Imperial Logistics Opens Supply Chain Lab in Cape Town
20th June 2018
Imperial Logistics has opened another Supply Chain Lab (SCL) in Cape Town. The logistics service provider will support its clients in developing their own digital strategy at a co-working complex in the restored port district. The service provided at the new SCL ties in with the success of the first Supply Chain Lab, which Imperial Logistics had set up in Berlin 18 months ago. IT experts from Imperial Logistics working with logistics experts, IT specialists and IT students will develop structured solutions that are tailored to individual client requirements in the creative environment near the student and start-up scene.
Michael Lütjann, Chief Information Officer (CIO) at Imperial Logistics, says: “Digitalisation is changing the way that we operate our business in a fundamental manner. Companies that wish to remain competitive should make the best possible use of disruptive technologies and new trends, redesign long-serving business models and establish new ones.”
Lütjann continues, “We’ll continue in Cape Town what we started in Berlin – that is to say, pursuing flexible, open and innovative approaches. We have to break loose from traditional thought patterns. The SCL in Berlin,” the CIO says, “has opened the doors for new projects for the company. We have already worked with a number of international clients there.” The company’s own start-up known as “ShareHouse”, a web-based marketing portal for storage space, is also a fruit of the Berlin SCL.
The services made available at the Supply Chain Labs in Berlin and Cape Town include digitalisation workshops and training courses for consolidating digital skills. Problems are identified, ideas for solutions are developed and initial visual prototypes are programmed in creathons, so-called design sprints, within five days.
Minimal Viable Products (MVP) are another approach; at first, they are only equipped with the most essential functions for a solution or an application.

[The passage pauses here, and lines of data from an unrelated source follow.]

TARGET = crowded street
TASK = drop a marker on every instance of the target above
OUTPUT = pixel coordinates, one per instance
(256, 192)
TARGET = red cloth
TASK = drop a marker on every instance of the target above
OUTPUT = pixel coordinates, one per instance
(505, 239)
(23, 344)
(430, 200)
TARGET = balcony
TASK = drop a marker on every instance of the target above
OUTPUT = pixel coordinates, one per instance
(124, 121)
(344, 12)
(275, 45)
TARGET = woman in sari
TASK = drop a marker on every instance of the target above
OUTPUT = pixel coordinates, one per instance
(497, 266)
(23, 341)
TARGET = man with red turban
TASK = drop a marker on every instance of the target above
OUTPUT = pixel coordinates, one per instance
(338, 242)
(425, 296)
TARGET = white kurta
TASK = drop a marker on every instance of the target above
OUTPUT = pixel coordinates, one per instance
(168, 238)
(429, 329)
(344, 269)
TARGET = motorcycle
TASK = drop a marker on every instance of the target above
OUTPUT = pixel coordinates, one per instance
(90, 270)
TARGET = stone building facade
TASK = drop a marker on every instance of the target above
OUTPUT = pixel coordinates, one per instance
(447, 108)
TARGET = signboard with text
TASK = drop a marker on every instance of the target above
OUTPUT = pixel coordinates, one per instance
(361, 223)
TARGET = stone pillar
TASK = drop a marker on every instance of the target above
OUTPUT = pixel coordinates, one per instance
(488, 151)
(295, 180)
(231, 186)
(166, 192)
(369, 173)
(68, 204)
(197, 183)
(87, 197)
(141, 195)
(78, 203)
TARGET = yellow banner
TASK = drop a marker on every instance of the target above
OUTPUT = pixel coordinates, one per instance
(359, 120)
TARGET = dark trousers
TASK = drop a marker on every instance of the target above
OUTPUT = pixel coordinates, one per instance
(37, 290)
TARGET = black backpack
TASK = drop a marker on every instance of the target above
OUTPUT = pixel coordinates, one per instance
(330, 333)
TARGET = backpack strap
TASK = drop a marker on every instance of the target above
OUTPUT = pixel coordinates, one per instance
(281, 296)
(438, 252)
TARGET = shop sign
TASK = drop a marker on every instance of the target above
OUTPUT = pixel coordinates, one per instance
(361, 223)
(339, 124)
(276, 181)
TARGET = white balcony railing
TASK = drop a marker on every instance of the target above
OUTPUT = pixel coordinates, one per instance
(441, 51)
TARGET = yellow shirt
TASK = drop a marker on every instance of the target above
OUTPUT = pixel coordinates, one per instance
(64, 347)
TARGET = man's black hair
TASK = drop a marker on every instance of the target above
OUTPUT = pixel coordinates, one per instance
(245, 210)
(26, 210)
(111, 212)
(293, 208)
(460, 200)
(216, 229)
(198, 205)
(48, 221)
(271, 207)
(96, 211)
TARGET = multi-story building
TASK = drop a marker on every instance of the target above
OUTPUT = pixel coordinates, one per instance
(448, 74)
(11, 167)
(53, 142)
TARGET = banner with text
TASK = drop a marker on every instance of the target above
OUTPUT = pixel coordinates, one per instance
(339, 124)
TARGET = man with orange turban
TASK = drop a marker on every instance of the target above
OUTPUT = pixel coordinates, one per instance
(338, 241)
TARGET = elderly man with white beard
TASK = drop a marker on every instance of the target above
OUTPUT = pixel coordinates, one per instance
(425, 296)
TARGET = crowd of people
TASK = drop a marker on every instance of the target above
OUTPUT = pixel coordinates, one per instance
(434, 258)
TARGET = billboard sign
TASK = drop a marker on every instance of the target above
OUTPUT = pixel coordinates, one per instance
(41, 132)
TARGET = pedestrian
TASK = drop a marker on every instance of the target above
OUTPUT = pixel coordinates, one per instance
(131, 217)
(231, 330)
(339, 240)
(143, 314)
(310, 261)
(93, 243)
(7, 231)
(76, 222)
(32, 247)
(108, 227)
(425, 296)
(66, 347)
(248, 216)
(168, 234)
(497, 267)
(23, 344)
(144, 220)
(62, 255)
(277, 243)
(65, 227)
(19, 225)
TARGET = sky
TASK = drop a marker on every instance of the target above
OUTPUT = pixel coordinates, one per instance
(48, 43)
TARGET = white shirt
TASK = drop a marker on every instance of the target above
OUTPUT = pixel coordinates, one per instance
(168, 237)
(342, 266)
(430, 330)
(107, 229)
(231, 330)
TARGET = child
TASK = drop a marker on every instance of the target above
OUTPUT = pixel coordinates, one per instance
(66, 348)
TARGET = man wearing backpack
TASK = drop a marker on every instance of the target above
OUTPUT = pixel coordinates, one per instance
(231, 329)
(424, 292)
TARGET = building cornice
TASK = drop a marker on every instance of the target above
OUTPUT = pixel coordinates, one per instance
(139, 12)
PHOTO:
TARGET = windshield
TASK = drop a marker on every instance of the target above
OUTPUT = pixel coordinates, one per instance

“MVPs are an effective way to get the first version off the ground as quickly as possible and learn things from users or clients as early as possible,” Lütjann explains. He cites a business intelligence tool that analyses the profitability of contracts as an example of an MVP that was recently developed at the Berlin SCL. “We presented our product to the Board of Directors at Imperial Logistics after just six weeks and gained valuable information on what needed to be adjusted. We’re currently introducing this tool to all the operating companies at Imperial Logistics.”